# about bando



## thekuntawman (Mar 7, 2002)

when i was a kid, in washington dc, maung gyi had a school. one school is on north capitol street at a christian school. the other one, at GWU (george washington U).

bando in those days, they sold it, as kickboxing. no weapons, no form, just kickboxing. the instructors there are paul adkins, another guy name roberts,  and shoot i forgot all the names. but they are all federal marchalls and supreme court cops. anyway, those guys use to kick *** all over the place. paul adkins, i remembered because we both learn king fu from dean chin.

anway, i never met mr gyi because i was only 12 years old back then, and its rude to go and talk to him. but i remember, they said he travelled all over the place, and he learn arnis de mano also, but the style was a secret and nobody got to learn it. my secret was i know it to, and i was curious to find out what the big secret is.

anway, i know that mr gyi teaches in seminars today, but a long time ago he had a school where people could learn everyday, and earn the rank the old fashion way.


----------



## thekuntawman (Mar 7, 2002)

i remeber, robert wood, he was the head instructor, then another guy named mr marshall, and then jim wyatt (i think).

another black belter was hoy lee, another one of my kung fu brothers.

bando is a combination of kung fu, tae kwon do and judo. it is the only martial arts where the weapon is a rifle/bayonet (thats what they said, but many philippine styles use it too).


----------



## Icepick (Mar 7, 2002)

Kuntawman =

I've trained with Dr.
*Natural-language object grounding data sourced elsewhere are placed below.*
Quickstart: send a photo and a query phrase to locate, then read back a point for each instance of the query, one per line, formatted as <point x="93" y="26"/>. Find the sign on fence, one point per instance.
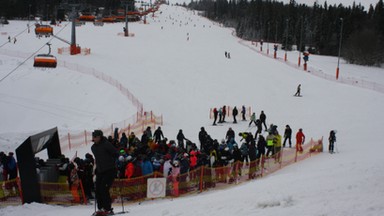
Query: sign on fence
<point x="156" y="187"/>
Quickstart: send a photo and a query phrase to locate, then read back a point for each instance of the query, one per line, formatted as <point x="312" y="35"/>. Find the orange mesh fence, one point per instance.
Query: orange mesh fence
<point x="10" y="193"/>
<point x="207" y="178"/>
<point x="196" y="180"/>
<point x="78" y="140"/>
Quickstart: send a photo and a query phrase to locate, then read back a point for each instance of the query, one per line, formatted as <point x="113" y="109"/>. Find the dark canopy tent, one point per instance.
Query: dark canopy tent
<point x="26" y="161"/>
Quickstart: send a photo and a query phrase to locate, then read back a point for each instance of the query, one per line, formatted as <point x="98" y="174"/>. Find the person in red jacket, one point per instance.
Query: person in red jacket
<point x="130" y="168"/>
<point x="300" y="139"/>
Gyi several times, you wouldn't be disappointed with the level of exertion!   

I remember a double session with Professor Presas.  Remy should have gone first, because when Dr. Gyi was done, I could have taken a nap.  2 hours of swinging, hitting, ducking, and moving, both sticks and open hands.
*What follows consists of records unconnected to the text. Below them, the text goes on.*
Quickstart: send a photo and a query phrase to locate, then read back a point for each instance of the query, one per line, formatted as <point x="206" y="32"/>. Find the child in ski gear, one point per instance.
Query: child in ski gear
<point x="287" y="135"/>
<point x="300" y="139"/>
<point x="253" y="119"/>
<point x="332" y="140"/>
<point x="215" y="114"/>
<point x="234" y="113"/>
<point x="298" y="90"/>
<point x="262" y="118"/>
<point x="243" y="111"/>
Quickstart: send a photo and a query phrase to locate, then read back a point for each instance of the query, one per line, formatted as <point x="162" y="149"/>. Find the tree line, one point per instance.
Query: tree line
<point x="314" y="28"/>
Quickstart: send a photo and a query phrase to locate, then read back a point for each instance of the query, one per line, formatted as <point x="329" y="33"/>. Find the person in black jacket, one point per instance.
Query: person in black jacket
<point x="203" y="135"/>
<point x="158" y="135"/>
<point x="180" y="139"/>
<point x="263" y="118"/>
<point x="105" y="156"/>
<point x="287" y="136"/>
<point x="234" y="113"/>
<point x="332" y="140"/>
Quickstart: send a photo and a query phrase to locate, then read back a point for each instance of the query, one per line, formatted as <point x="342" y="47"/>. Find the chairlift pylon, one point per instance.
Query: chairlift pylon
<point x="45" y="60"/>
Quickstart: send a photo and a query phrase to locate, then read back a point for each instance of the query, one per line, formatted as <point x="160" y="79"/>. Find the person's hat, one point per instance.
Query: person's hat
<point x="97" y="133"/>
I've never even seen Dr. Gyi speak about rank in his system.  If Moo is still around, I think he got a black belt in it...


----------



## arnisador (Mar 7, 2002)

> _Originally posted by thekuntawman _
> 
> *it is the only martial arts where the weapon is a rifle/bayonet (thats what they said, but many philippine styles use it too). *



I too recall reading about bando as being principally a kickboxing art in the 1970s. (For example, I have on my shelves Dr. Gyi's 1978 "Burmese bando Boxing" book.) As to the above statement, there is also jukendo:
http://homepage.mac.com/UKjukendo/Jukendo.html
http://www.furyu.com/onlinearticles/Jukendo1.html


----------



## Mao (Mar 22, 2002)

Hi Nosepick,
  In 1984 I earned a black belt in what was a combination of bando and jkd. I could run down the lineage for you but thats boring. It did resemble muay thai a bit. A very balistic style of fighting. We also trained weapons. How's the bjj ( there ARE two j's in that, right?) going?


----------



## Cruentus (Apr 22, 2002)

Hey there, Icepick!  

I think I was at that same seminar with you. Good times!

I can't wait to do more Dr. Gyi stuff at the WMAA camp.

I brought Gyi a Cigar, too. I'm an avid Cigar smoker, so I told him I'd bring him a good one next time I see him.

Hopefully, he'll call me 'Monica', and make me his B***h.
 :rofl: 

Kidding, obviously.


----------



## thekuntawman (Apr 23, 2002)

here is a muslim brother from burma who is now in pakistan. he is not from maung gyi, but he is a bando teacher also
www.taiskaratecenter.com


----------